文章目录
概念说明
- 总线:总线(Bus)是一组能为多个部件分时共享的公共信息传送线路。分时和共享是总线的两个特点。计算机组成中总线分为地址总线、数据总线以及控制总线,他们挂接的计算机各功能部件(CPU,内存,显卡,硬盘),而我们文章提到的总线是各独立的智能硬件之间产品的串行通信方式,如果您能把多个产品(网关+n个终端)理解成一个智能产品系统,那么就不能理解为什么称这种通信方式为总线。
- 差分信号:单端信号指的是用一个线传输的信号,以地为参考点,这样测量信号的精确值依赖系统内地的一致性,信号源和信号接收器距离越远,他们局部地的电压值之间有差异的可能性就越大。差分信号指的是用两根线传输信号,信号值是两个导体间的电压差,假如两条信号都收到同样的(同向、等幅度)的干扰信号,由于接收端是对接收的两条线信号进行减法处理,因此干扰信号会被基本抵消。

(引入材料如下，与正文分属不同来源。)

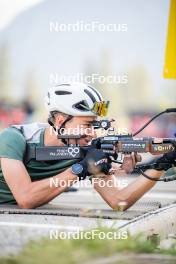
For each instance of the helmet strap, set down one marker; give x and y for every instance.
(64, 141)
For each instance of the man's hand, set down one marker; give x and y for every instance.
(129, 162)
(96, 162)
(166, 161)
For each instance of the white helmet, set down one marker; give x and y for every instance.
(76, 99)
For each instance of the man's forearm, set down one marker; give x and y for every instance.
(126, 197)
(41, 192)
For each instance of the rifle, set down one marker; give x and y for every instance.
(112, 145)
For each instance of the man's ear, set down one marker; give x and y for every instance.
(59, 119)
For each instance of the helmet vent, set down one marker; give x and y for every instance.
(62, 92)
(82, 106)
(95, 92)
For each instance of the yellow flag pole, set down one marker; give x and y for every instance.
(170, 56)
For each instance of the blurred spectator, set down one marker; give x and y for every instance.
(15, 114)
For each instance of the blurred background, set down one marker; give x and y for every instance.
(34, 57)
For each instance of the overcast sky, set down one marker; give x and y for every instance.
(11, 8)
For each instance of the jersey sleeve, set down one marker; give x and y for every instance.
(12, 144)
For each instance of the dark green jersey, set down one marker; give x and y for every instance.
(13, 146)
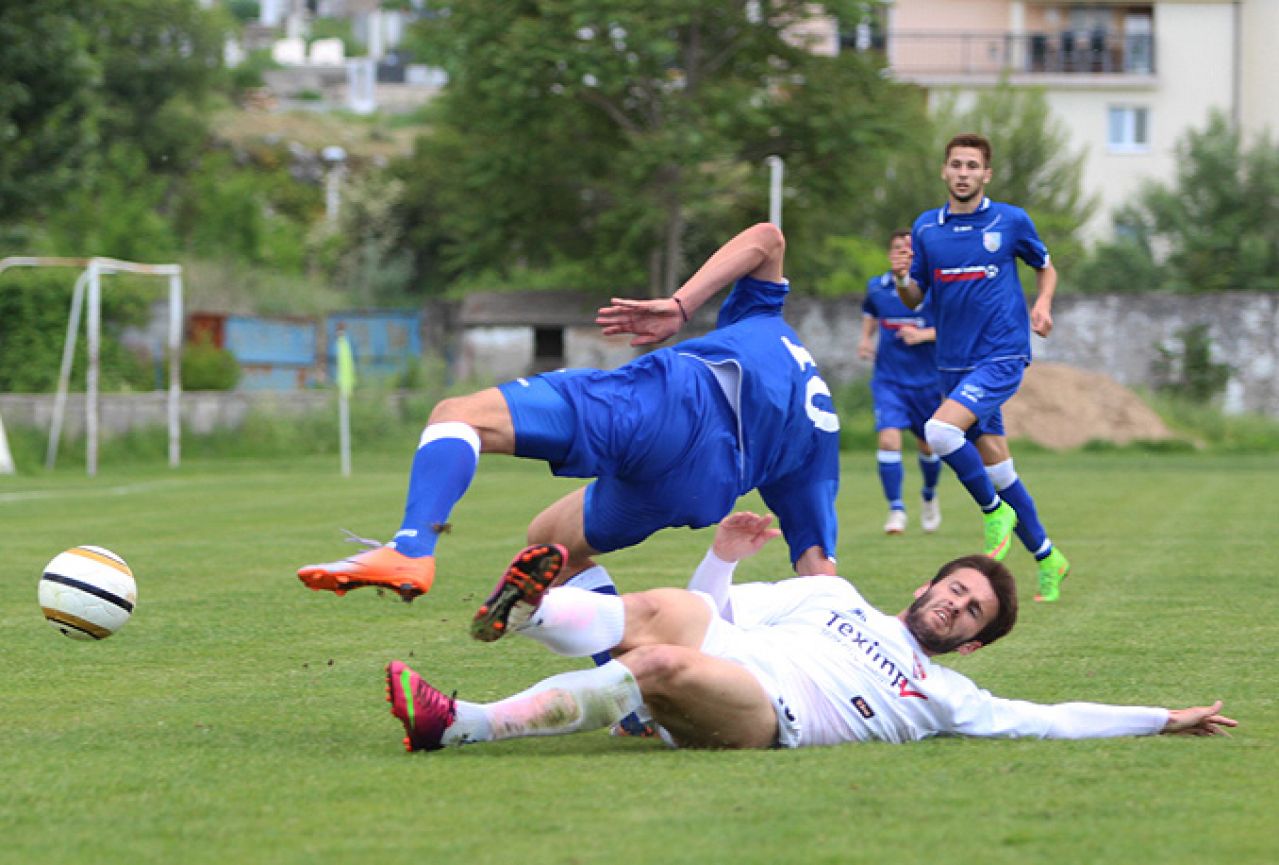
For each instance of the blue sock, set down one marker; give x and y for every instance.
(930, 466)
(1030, 530)
(890, 476)
(972, 474)
(443, 467)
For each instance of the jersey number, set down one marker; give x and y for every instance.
(824, 420)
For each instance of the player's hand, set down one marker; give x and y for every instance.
(1041, 320)
(742, 534)
(1199, 721)
(651, 321)
(899, 260)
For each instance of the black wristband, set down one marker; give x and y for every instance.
(683, 312)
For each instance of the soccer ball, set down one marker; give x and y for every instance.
(87, 593)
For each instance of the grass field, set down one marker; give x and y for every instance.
(239, 718)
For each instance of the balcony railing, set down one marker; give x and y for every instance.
(981, 54)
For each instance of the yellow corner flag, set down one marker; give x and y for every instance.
(345, 366)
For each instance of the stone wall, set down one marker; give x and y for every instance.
(1115, 334)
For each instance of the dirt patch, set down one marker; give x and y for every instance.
(1063, 407)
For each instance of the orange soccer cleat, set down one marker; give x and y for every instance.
(383, 567)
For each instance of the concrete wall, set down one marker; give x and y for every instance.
(1115, 334)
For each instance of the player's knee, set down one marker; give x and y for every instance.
(658, 669)
(1002, 474)
(943, 438)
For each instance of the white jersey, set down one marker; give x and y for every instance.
(840, 671)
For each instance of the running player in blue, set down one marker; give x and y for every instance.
(672, 438)
(904, 388)
(963, 257)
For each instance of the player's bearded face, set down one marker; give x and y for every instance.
(938, 625)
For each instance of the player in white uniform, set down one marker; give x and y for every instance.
(794, 663)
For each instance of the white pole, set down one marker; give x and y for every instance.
(775, 170)
(64, 372)
(95, 332)
(7, 466)
(344, 433)
(175, 314)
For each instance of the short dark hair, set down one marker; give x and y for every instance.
(1002, 581)
(970, 140)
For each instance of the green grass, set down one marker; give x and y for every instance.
(239, 718)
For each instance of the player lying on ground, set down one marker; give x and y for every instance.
(794, 663)
(672, 438)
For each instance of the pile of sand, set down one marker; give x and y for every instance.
(1063, 407)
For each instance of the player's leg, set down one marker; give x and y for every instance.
(945, 434)
(921, 404)
(930, 472)
(1053, 564)
(702, 701)
(888, 460)
(563, 704)
(890, 417)
(445, 462)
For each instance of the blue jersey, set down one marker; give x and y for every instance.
(675, 435)
(967, 265)
(788, 422)
(895, 361)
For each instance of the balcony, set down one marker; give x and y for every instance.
(918, 55)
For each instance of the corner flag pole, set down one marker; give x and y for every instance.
(345, 385)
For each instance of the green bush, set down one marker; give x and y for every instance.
(33, 312)
(209, 367)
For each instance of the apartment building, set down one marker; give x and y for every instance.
(1126, 78)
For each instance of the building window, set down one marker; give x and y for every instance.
(548, 348)
(1128, 129)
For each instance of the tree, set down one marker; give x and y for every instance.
(49, 109)
(1214, 228)
(631, 134)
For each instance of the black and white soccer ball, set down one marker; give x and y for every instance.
(87, 593)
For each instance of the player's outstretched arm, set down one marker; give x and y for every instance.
(756, 252)
(1199, 721)
(741, 535)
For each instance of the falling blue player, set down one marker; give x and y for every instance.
(672, 438)
(904, 388)
(963, 257)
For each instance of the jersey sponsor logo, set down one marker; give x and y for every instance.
(824, 420)
(863, 708)
(846, 632)
(965, 274)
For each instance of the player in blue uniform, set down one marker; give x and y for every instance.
(904, 388)
(672, 438)
(963, 257)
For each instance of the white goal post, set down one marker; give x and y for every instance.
(90, 283)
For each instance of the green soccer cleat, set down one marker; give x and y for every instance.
(999, 531)
(1054, 568)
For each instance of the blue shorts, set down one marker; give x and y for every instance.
(658, 435)
(903, 407)
(982, 390)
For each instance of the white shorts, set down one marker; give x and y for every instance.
(768, 659)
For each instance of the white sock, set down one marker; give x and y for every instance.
(594, 579)
(576, 622)
(568, 703)
(714, 576)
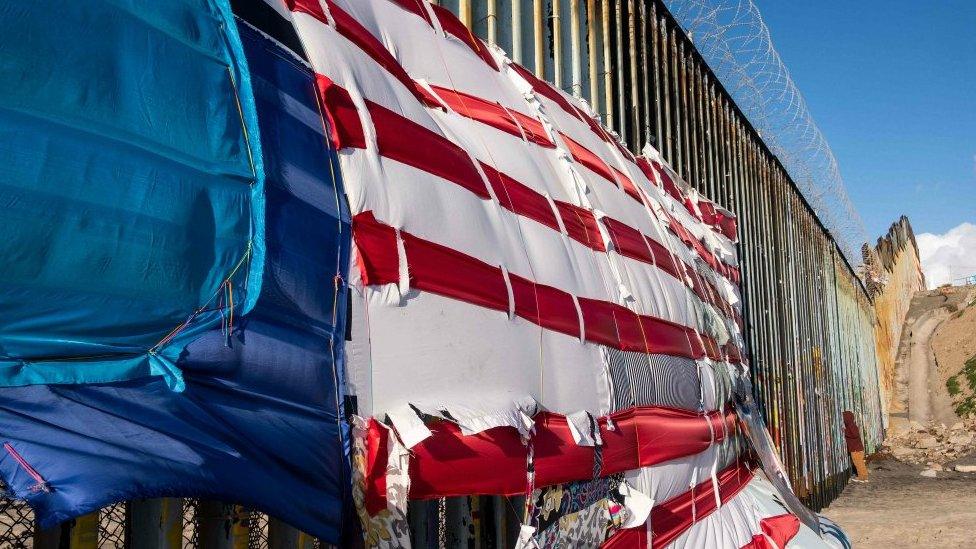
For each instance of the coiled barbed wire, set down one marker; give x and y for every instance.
(735, 41)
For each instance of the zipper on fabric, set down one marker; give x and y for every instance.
(40, 485)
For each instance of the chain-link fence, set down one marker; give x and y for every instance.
(17, 527)
(16, 524)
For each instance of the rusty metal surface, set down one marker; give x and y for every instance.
(810, 323)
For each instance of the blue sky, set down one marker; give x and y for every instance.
(892, 85)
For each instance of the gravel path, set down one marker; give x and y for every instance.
(900, 508)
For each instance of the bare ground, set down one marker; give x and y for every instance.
(900, 508)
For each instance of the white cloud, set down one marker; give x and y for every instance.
(946, 257)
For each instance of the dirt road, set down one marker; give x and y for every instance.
(900, 508)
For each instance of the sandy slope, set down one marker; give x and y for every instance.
(900, 508)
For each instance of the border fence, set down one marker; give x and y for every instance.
(809, 321)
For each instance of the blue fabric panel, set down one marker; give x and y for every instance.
(259, 421)
(131, 185)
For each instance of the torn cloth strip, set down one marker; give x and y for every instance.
(258, 422)
(673, 517)
(447, 272)
(450, 464)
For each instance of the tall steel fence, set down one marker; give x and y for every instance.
(809, 321)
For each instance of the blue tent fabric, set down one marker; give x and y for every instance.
(259, 422)
(131, 189)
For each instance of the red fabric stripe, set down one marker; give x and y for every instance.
(377, 456)
(494, 115)
(375, 241)
(345, 127)
(781, 529)
(498, 117)
(587, 158)
(519, 198)
(628, 185)
(445, 271)
(356, 33)
(673, 517)
(454, 26)
(450, 464)
(403, 140)
(544, 305)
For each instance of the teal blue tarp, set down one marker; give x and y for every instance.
(131, 186)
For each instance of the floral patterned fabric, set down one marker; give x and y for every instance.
(389, 528)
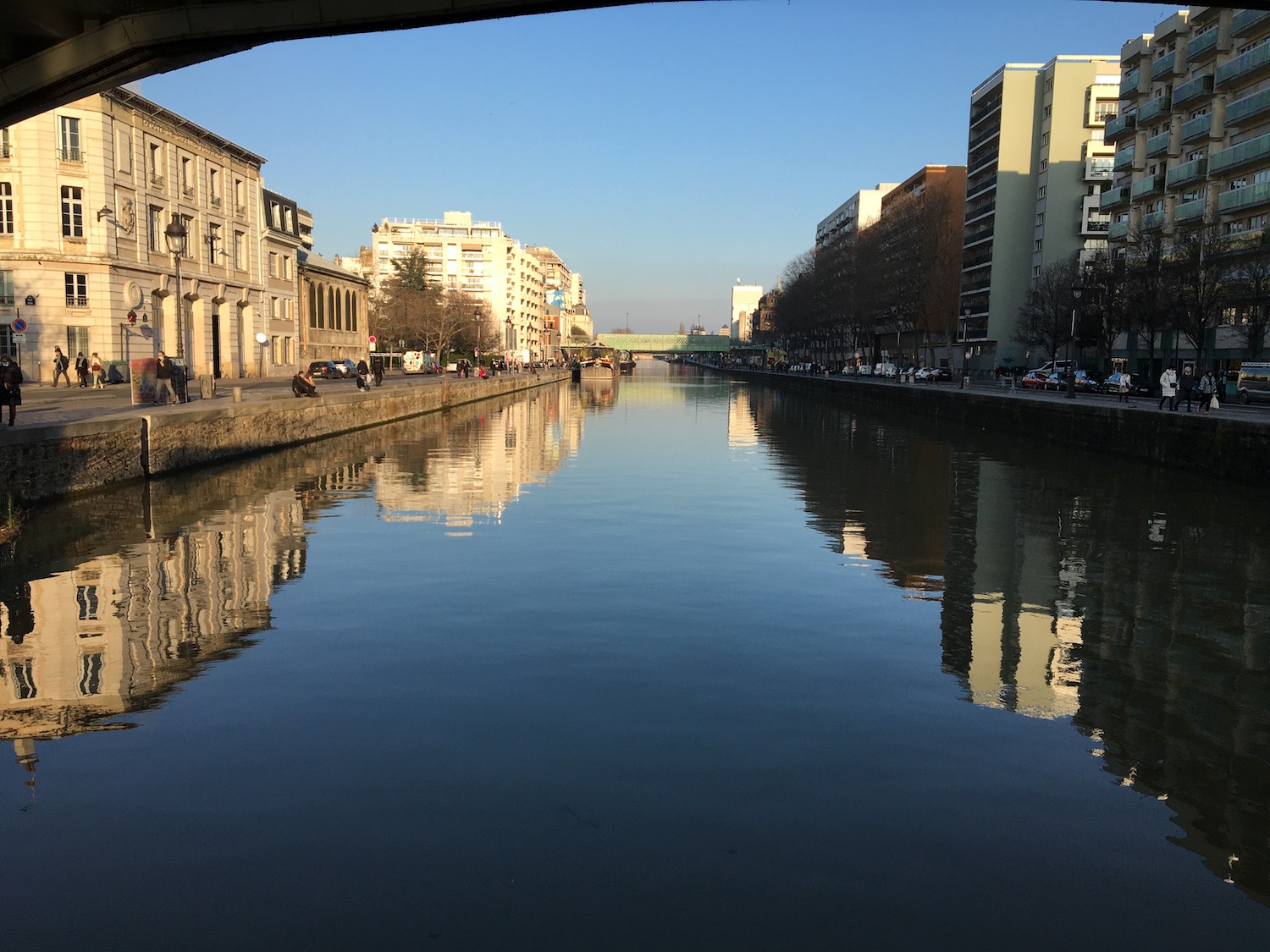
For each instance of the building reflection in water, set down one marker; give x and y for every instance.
(1128, 599)
(84, 640)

- CSMA/CD:CSMA协议要求站点在发送数据之前先监听信道。如果信道空闲,站点就可以发送数据;如果信道忙,则站点不能发送数据。在早期的CSMA传输方式中,由于信道传播时延的存在,即使通信双方的站点,都没有侦听到载波信号,在发送数据时仍可能会发生冲突。如果发生冲突,信道上可以检测到超过发送站点本身发送的载波信号幅度的电磁波,由此判断出冲突的存在。一旦检测到冲突,发送站点就立即停止发送,并向总线上发一串阻塞信号,用以通知总线上通信的对方站点,快速地终止被破坏的帧,然后进行新一轮的总线竞争。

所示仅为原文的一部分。